As the number of COVID-19 cases continues to rise exponentially across the country, regular life as we knew it seems to be turning into a distant memory.
This sentiment is especially true for local restaurant owners, who are greeted by deserted tables rather than the usual hustle and bustle of serving customers. Due to mitigation efforts by Gov. Tom Wolf to help stop the spread of the virus, eateries were forced to either shut down temporarily or quickly adapt to curbside takeout and delivery.
Despite having their own anxieties about what the future holds for themselves and their employees, several area restaurant owners are taking steps to aid community members during this public health emergency.
A prime example is Jason Green, owner of Jay’s Steak & Hoagie Joint, located at 1205 Highland Ave., Langhorne. While many locations are doing anything they can to keep operations running, Green decided closing his business’s doors and paying his employees for two weeks was the smartest move. Two staff members are high-risk (one is 73 years old and another has chronic obstructive pulmonary disease), and others reside with elderly parents.
“We figured it was for everyone’s best interest to listen to what the government said and sit back and breathe for two weeks,” Green said.
This decision was a monetary loss for Green, but that didn’t stop him from giving back. With the prospect of some food potentially going to waste, Green donated meat and other items to Parkland Community Church, which is collecting food to help individuals who don’t want to leave their homes.
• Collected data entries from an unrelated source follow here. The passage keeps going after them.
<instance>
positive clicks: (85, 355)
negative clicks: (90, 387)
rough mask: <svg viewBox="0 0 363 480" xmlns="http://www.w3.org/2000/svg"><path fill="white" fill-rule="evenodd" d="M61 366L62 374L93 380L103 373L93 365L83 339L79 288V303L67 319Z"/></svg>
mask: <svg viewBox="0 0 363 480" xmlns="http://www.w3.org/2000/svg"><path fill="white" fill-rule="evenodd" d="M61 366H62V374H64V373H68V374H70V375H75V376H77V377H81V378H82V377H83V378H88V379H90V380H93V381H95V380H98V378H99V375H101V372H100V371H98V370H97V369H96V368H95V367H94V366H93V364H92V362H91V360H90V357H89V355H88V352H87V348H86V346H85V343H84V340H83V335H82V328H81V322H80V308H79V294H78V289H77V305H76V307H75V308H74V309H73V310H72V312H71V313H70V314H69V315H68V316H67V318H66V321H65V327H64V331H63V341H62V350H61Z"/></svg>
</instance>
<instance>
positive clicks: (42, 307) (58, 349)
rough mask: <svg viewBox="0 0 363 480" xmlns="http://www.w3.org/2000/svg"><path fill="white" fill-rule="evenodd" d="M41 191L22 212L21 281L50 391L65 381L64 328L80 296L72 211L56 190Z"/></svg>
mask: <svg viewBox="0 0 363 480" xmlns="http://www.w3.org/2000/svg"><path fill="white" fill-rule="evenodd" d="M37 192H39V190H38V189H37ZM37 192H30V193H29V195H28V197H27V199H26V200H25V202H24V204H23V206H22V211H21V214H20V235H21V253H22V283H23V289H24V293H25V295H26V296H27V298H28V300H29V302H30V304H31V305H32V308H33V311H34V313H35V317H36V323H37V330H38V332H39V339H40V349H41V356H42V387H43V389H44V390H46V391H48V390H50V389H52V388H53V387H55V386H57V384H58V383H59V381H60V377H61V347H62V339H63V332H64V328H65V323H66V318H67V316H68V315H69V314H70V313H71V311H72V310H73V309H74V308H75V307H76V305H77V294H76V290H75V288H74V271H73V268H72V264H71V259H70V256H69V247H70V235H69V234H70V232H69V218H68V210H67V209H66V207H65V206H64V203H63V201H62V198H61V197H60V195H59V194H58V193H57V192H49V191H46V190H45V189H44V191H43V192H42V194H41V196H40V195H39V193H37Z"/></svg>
Additionally, Green distributed $1,000 in $5 “Jay Bucks” to people who donated to Levittown’s ERA Food Pantry. These gift cards can be used at the sandwich shop once it reopens.
With the pandemic most likely lasting longer than two weeks, Green has plans to launch a food truck and sell cheesesteaks to truckers at rest stops.
“A few of my employees said they’d join in those efforts if that’s the route I’m going,” Green said. “I gave them two weeks in the hopes that the government would have a system in place for them after that in case it was to get worse. They know that as soon as we get the thumbs up to come back to work, we’ll come back to work.”
As for Alex Nalbandian, owner of Iron Oven, located at 1134 Street Road, Southampton, he’s pulling strings with the restaurant’s distributors to obtain coveted items for neighbors.
“I keep seeing a lot of posts about how a lot of people can’t get stuff like toilet paper, paper towels, wipes. That stuff is hard to come by right now,” he said.
Those in need can let Nalbandian know which items they require, including paper products and groceries, such as eggs and meat. He’ll then place the order and let them know when it’s ready to be picked up.
“Hopefully, as long as people need it, I can get it,” he said.
Currently, Iron Oven is offering curbside takeout and delivery, from noon to 8 p.m., Monday through Sunday.
“We’ve been wrestling with this every hour of every day, whether to stay open or not. I’ve been doing everything I can,” Nalbandian said. “The whole world is in our boat, which I think that’s never happened before. It’s crazy. It really is crazy and something I never thought I’d see in my life. We just have to get through it together. If we all just help each other, we’ll get there.”
The coronavirus situation continues to evolve on an hourly basis. Some of this information may have changed. Please check with individual businesses for updates.